(48c) Characterizing the Biocatalytic Properties of Cytosolically Expressed Penicillin G Acylase from E. coli for the Synthesis of Cephalexin and Comparison with ?F24A Mutant

Beta-lactam antibiotics have made large contributions in the fight against bacterial infections ever since their discovery in 1928. Currently the industrial production of beta-lactam antibiotics is conducted via batch-wise chemical synthetic pathways consisting of multiple reaction steps, use of protecting groups, harsh solvents and very low temperatures, generating large amounts of hazardous waste. To approach this, a great deal of research has been conducted in developing a more efficient enzymatic synthetic processing pathway. The biocatalyst of interest is penicillin G acylase from E. coli (EcPGA). The combination of distinct acyl-donor moieties and nucleophilic beta-lactam moieties results in the synthesis of different semi-synthetic beta-lactam antibiotics. While wild-type EcPGA has been shown to have poor synthetic properties due to high product affinity, protein engineering on the binding pocket has altered the binding properties of substrates and products to enhance specificity.

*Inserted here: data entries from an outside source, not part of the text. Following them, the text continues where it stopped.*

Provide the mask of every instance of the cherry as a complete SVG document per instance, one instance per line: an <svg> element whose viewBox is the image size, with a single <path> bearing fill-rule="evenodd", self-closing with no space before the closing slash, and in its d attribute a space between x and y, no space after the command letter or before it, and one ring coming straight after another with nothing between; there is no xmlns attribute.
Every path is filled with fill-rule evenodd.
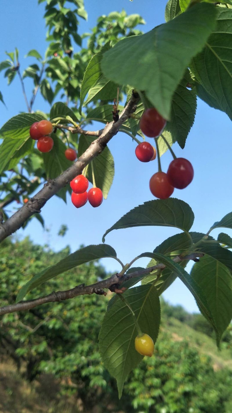
<svg viewBox="0 0 232 413"><path fill-rule="evenodd" d="M136 337L134 345L136 351L143 356L148 356L151 357L154 353L154 342L148 334L143 334L140 337Z"/></svg>
<svg viewBox="0 0 232 413"><path fill-rule="evenodd" d="M154 173L150 179L149 186L152 195L160 199L169 198L174 191L174 188L169 183L167 174L164 172Z"/></svg>
<svg viewBox="0 0 232 413"><path fill-rule="evenodd" d="M149 138L159 136L166 124L165 119L154 107L150 107L143 114L140 119L140 129Z"/></svg>
<svg viewBox="0 0 232 413"><path fill-rule="evenodd" d="M40 121L37 126L38 131L42 136L51 133L53 130L52 124L49 121Z"/></svg>
<svg viewBox="0 0 232 413"><path fill-rule="evenodd" d="M154 149L149 142L141 142L135 149L135 154L141 162L149 162L154 156Z"/></svg>
<svg viewBox="0 0 232 413"><path fill-rule="evenodd" d="M65 157L67 158L67 159L68 159L69 161L75 161L77 157L76 151L74 149L72 149L71 148L66 149L64 152L64 154Z"/></svg>
<svg viewBox="0 0 232 413"><path fill-rule="evenodd" d="M75 194L83 194L88 189L89 181L84 175L77 175L71 181L70 186Z"/></svg>
<svg viewBox="0 0 232 413"><path fill-rule="evenodd" d="M32 124L30 128L30 135L31 138L35 140L37 140L37 139L39 139L43 135L42 133L41 133L38 129L38 122L35 122L35 123Z"/></svg>
<svg viewBox="0 0 232 413"><path fill-rule="evenodd" d="M75 194L73 192L71 195L71 200L76 208L80 208L86 204L88 200L88 194L83 192L82 194Z"/></svg>
<svg viewBox="0 0 232 413"><path fill-rule="evenodd" d="M154 160L156 158L156 149L155 147L155 146L152 146L152 148L154 150L154 155L151 159L151 161L154 161Z"/></svg>
<svg viewBox="0 0 232 413"><path fill-rule="evenodd" d="M40 152L49 152L54 144L53 139L50 136L42 136L37 142L37 147Z"/></svg>
<svg viewBox="0 0 232 413"><path fill-rule="evenodd" d="M103 200L103 195L100 188L91 188L88 192L88 199L94 208L99 206Z"/></svg>
<svg viewBox="0 0 232 413"><path fill-rule="evenodd" d="M170 164L167 176L171 185L178 189L186 188L192 182L194 172L192 164L184 158L176 158Z"/></svg>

We have improved the expression of wild -type EcPGA 20-fold to 45 mg/L culture. Additionally, we have characterized the synthetic properties of wild type EcPGA, βF24A, and Assemblase®, a commercial variant of EcPGA for cephalexin synthesis. We found that Assemblase® possessed marginally improved synthetic parameters over βF24A and wild-type enzymes. Higher product accumulation during long-term reaction experiments confirmed this observation. Next, wild type EcPGA was immobilized on various epoxy-functionalized supports to enable recycling of the biocatalyst between reactions. Approximately 30% of free enzymatic activity was retained after immobilization with decreased apparent activity attributed to diffusion limitations, as suggested by the decreasing apparent specific activity with increasing particle sizes. The synthesis to hydrolysis ratio decreased slightly, possibly due to internal product accumulation due to diffusion limitations. We are currently modeling the reaction and diffusion within the carrier pores using a reaction diffusion model to predict optimum enzyme loading to achieve high productivity while minimizing reduction of the synthesis to hydrolysis ratio.